7. Side Query Architecture

sideQuery() (utils/sideQuery.ts) forks lightweight model calls for classification, summarization, and memory retrieval WITHOUT blocking the main loop. Used by the YOLO classifier, compact, and skill discovery.

8. Agent Memory Prefetch

startRelevantMemoryPrefetch() fires at loop entry and is polled each iteration. Memory discovery runs in background while tools execute.

9. Tool Use Summary Generation

After each tool batch, fires a Haiku call to generate a mobile-friendly summary (async, resolved during next model call).

10. Attachment System

File changes, memory files, MCP resources, queued commands, and skill discoveries are injected as "attachment" messages between turns — invisible to the user but visible to the model.


10. COMPARISON TO HERMES — ACTIONABLE IMPROVEMENTS

1. STREAMING TOOL EXECUTION

Claude Code starts executing tool calls AS they stream in. Hermes should implement this — it can save seconds per turn when tools are I/O bound.

2. TOOL CONCURRENCY WITH PARTITIONING

Claude Code partitions tool calls into concurrent-safe and serial batches based on isConcurrencySafe(). Read-only tools run in parallel (up to 10). Hermes should tag tools as read-only and batch them.
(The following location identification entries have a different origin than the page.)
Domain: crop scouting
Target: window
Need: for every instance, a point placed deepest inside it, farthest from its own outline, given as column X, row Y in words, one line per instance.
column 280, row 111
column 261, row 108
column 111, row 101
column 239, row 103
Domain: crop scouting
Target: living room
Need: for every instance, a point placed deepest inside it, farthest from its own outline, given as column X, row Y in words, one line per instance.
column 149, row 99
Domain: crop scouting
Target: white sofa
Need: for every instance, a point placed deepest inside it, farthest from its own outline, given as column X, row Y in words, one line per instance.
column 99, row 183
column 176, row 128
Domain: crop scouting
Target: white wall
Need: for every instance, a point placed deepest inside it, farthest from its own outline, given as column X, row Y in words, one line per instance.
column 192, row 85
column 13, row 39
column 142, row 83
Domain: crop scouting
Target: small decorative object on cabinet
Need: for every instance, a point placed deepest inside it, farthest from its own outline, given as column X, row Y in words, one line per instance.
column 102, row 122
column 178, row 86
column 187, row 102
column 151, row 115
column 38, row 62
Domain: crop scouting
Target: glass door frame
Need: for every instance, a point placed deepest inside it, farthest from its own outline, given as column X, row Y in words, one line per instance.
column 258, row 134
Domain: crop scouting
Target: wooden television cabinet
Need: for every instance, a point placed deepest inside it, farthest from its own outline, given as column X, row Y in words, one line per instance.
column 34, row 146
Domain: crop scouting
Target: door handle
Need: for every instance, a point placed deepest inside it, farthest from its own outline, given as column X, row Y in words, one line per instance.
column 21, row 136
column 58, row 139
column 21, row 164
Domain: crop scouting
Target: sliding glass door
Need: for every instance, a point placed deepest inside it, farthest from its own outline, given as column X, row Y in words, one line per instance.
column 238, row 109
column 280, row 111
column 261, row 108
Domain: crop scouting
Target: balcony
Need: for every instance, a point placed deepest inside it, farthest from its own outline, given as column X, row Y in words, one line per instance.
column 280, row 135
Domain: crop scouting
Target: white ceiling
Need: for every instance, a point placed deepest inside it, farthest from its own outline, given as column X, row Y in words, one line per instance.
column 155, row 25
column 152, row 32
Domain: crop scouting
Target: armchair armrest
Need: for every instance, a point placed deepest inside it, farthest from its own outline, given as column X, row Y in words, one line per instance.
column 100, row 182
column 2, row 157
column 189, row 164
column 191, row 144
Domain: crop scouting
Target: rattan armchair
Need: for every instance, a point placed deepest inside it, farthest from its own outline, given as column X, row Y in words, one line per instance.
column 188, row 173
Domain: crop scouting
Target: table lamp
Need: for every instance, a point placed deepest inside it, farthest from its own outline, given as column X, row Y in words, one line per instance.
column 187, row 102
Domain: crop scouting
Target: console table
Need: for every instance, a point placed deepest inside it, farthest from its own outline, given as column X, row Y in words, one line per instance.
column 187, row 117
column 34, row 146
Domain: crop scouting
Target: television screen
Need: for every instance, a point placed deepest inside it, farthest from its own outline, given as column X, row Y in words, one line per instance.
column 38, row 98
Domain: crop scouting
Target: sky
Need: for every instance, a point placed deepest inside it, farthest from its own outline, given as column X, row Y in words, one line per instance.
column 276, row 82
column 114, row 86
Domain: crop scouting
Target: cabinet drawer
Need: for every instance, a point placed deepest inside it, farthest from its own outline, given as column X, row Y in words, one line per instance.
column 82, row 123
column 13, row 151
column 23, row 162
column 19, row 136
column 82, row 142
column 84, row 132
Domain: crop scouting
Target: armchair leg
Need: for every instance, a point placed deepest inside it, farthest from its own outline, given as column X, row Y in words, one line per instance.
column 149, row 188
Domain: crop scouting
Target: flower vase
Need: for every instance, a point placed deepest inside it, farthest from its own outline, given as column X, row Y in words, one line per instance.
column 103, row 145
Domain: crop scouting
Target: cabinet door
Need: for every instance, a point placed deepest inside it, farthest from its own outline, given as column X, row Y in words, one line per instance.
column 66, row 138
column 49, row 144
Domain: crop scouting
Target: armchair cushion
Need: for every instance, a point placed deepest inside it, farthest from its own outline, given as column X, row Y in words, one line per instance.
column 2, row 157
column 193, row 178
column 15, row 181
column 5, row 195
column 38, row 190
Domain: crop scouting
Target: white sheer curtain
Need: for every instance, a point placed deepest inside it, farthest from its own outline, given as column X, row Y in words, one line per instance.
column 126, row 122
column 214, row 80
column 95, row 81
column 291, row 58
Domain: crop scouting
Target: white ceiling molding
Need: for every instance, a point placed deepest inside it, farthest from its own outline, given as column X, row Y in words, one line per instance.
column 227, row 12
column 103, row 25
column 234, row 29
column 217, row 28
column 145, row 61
3. MULTI-LAYER COMPACTION STRATEGY

Instead of a single compact, implement layered:

  • Microcompact (truncate large tool results inline)
  • Auto-compact (summarize when above threshold)
  • Reactive compact (on API 413 errors) This gives much better context utilization.

4. CLAUDE.MD HIERARCHY

The 4-tier memory system (system > user > project > local) with directory traversal and @include support is much more flexible than a flat memory file. Hermes should adopt the hierarchical discovery.

5. TOOL RESULT BUDGET

Large tool results being persisted to disk and replaced with previews prevents context pollution. This is critical for long sessions.

6. PROMPT CACHE STABILITY

Sort tools alphabetically, separate cacheable from dynamic prompt sections, and inherit parent prompts for sub-agents. This dramatically reduces API costs.

7. CIRCUIT BREAKERS

Auto-compact has a circuit breaker (3 failures → stop). Max output tokens recovery has a limit. Hermes should implement similar guards against infinite retry loops.

8. STOP HOOKS

The stop hook system (query/stopHooks.ts) allows custom logic to decide whether to continue after model stops. This enables quality gates.

9. TOKEN BUDGET CONTINUATION

When user specifies "+500k" or "spend 2M tokens", the system automatically continues the model with nudge messages until the budget is met. Novel UX feature.

10. DENY RULE ARCHITECTURE

The layered permission system with deny/ask/allow rules from multiple sources (CLI, settings, session, managed) with pattern matching (Bash(git *), etc.) is much more granular than simple tool-level allow/deny.